May 23, 2008
Tasers give jolt to Tupperware party format
May 23, 2008
By Tim Gaynor
SCOTTSDALE, Ariz. (Reuters Life!) - Arizona realtor Marie Richert raises the pink, palm-sized gadget and takes aim at the silver foil outline of a man set up in the kitchen of her friend's home.
She fires two steel harpoons that streak to the target, delivering a crackling 50,000 volt jolt of electricity, while the couples gathered around the buffet look on approvingly.
"That felt empowering," she says with a broad smile, "I am definitely thinking of buying one."
Home sales parties began with Tupperware, cleaning products and lingerie, although the latest shocking trend blazing a trail in the United States is Tasers.
Arizona entrepreneur Dana Shafman, 35, began selling a sleek new range of stun guns rolled out last year by Scottsdale-based Taser International.
Originally only available in a law enforcement model, the so-called "Lady Taser" is made in nine different colors and patterns, ranging from fashion pink to leopard skin and two varieties of camouflage.
Schmoozing with clients at her home, and in a presentation aided by two male defense teachers, she says the device has a lot of appeal to women and is catching on fast.
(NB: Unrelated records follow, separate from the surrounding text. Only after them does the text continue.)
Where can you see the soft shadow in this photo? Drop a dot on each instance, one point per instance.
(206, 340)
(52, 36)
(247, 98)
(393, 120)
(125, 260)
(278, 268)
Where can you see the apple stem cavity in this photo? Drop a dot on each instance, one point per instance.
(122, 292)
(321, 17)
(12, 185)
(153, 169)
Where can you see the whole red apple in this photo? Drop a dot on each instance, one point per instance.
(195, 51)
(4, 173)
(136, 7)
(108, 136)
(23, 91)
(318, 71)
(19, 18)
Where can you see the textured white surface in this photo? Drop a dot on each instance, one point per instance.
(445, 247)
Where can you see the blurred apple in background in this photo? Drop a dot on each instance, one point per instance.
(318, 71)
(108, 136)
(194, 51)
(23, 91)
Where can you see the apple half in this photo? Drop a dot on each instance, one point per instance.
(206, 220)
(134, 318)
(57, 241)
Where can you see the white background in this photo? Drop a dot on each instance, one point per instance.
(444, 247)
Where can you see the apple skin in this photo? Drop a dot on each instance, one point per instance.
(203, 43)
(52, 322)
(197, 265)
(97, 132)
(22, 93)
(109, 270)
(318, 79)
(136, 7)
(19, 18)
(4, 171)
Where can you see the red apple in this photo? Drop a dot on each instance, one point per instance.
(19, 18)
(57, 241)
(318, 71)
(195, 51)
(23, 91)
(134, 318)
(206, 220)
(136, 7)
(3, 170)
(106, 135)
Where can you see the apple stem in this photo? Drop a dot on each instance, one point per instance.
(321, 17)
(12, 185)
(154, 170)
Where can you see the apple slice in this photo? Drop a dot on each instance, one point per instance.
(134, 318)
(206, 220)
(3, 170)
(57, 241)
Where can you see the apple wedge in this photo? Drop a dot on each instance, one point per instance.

Since starting out late last year, she has held some 30-40 home sales parties in several states across the United States, marketing the gadgets to fashion conscious women concerned for their safety.
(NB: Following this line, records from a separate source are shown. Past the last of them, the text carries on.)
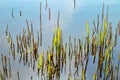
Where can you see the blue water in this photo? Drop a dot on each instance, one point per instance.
(72, 22)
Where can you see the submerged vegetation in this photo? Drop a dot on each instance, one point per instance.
(51, 64)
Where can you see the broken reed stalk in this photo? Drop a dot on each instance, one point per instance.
(94, 26)
(9, 68)
(49, 14)
(14, 51)
(40, 25)
(38, 37)
(6, 72)
(13, 13)
(31, 28)
(2, 61)
(107, 15)
(46, 5)
(97, 22)
(58, 18)
(18, 75)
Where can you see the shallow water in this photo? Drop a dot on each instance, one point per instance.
(72, 22)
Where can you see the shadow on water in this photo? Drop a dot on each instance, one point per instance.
(71, 59)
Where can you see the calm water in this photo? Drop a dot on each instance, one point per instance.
(72, 22)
"Women are asking for it, and there is a lot of interest," Shafman said of the stylish C2 Taser models that retail at $350, plus a $10 registration fee.
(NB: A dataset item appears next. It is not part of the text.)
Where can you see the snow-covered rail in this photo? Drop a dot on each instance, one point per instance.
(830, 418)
"The biggest hit seems to be fashion pink at the parties," she added.
The stun gun works by scrambling the electrical signals sent by the brain to the muscles of the body, temporarily immobilizing an attacker.
The debut of the "Lady Taser" last year spiked concern among some police and human rights groups over possible misuse in civilian hands.
While Tasers are banned in some states, Shafman says she plans to extend her parties to all 43 where they are legal, offering mostly women clients what she says is protection from violent assaults.
Since starting out, Shafman said she has received inquiries from hundreds of women interested in hosting parties nationwide to sell the stun guns.
Those attending the event in Scottsdale -- several with their husbands or partners in tow -- listened to a presentation, nibbled food, and then tried out the product, some clearly won over.
"I would be a lot more afraid to use a gun, but a Taser ... I like the idea," said marketer Bonnie Anderson, beaming after test firing one.
Petite accountant Lisa Richmond, meanwhile, said she liked the designs, and the fact that the slender stun gun fitted easily into her hands.
"It was easy to operate ... and it was actually kind of fun to use," she said.
While the party format is light, Shafman has a serious intent as she seeks to expand her business.
"Women seem to be perceived as the more vulnerable group, which I am trying to change," she said.
"If I can protect one woman from being killed, raped or assaulted, then I have done my job," she said.